Ao longo de 2024 a importação de produtos relacionados à música, incluindo discos, movimentou US$ 1,8 milhão, segundo o Camex Stat, órgão do Ministério da Fazenda que calcula as entradas e saídas do País. No recorte do primeiro trimestre de 2025, frente ao mesmo período do ano passado, houve um incremento de 25,5% no valor das vendas. A cifra, no entanto, não especifica quais foram os produtos mais importados dentro da cesta de artigos de música, mas a explicação do Camex é que a alta se deu tanto pela alta do dólar quanto pela crescente demanda brasileira por artigos relacionados à música. Atualmente, na Locomotiva, cerca de 30% dos itens vendidos são importados. A loja, que ocupa o box de número 8 na Galeria Nova Barão, registrou em outros momentos, o dobro de produtos vindos do exterior.  “Antigamente um disco de R$ 200 era caro. Hoje o disco de R$ 300 está barato”, disse Custódio. Diante de tal mudança, ele precisou se adaptar. “Gostaria de trazer mais coisas importadas. Mas eu vejo o preço e penso que é inviável, o produto não vai vender.”
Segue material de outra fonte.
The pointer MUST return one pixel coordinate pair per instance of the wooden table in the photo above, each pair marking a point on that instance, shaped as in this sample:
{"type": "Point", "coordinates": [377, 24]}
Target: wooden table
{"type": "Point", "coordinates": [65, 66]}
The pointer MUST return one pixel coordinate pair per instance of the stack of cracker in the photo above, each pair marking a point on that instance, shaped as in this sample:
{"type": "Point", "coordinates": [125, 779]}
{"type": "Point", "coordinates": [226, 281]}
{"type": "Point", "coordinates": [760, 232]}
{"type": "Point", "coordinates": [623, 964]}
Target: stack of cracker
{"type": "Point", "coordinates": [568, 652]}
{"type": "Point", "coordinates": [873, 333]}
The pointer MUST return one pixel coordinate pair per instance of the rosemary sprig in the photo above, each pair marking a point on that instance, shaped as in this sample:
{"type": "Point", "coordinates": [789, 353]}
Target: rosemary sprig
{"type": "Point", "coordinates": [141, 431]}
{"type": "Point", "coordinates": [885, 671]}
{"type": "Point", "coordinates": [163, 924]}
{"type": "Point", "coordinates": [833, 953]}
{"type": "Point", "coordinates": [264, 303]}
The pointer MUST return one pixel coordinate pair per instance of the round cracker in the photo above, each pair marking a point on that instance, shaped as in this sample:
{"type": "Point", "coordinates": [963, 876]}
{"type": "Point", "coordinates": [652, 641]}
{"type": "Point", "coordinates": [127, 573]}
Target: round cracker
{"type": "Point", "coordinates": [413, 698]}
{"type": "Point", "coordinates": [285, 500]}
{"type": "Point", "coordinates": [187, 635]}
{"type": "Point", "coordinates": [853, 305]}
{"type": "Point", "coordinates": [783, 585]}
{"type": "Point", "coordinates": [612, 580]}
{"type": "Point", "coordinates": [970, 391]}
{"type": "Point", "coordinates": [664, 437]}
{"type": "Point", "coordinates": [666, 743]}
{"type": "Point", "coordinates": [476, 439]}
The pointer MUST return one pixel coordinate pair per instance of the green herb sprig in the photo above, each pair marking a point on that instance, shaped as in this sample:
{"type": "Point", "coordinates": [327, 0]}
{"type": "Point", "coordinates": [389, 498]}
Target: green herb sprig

A loja, criada em 2011 pelos irmãos Márcio e Gilberto Custódio Júnior, não é a única especializada em música na Galeria. Ao todo são 20 espaços dedicados à venda de mídias antigas, que incluem também CDs, DVDs e fitas K7, se engana quem pensa encontrar apenas de itens usados, já que a indústria do disco de vinil, em especial nos Estados Unidos, ainda é forte, e cantores como Taylor Switf, Rihanna, Beyoncé e Billie Eilish ainda lançam seus álbuns no formato. Foi no exterior, inclusive, que nasceu o interesse do Márcio em trabalhar com vinis. Após voltar da Inglaterra em 2010, onde morou durante oito anos atuando como DJ e produtor cultural, que nasceu o ímpeto de empreender em loja física. “Gilberto já vendia mídia física no Mercado Livre aqui no Brasil. Quando eu voltei, ele teve a ideia de abrir uma loja física no Centro de São Paulo”. Para dar o play na operação, o investimento inicial da dupla foi de R$ 20 mil, metade cada, em que começaram com a compra do estoque de uma loja que estava prestes a fechar, discos das próprias coleções e outras unidades que trocaram com amigos. “Lembro que só tinha uma prateleira de discos e duas prateleiras de CD. Foi assim que a gente começou”, afirmou o empreendedor, que também é criador da festa Barulho, na Barra Funda.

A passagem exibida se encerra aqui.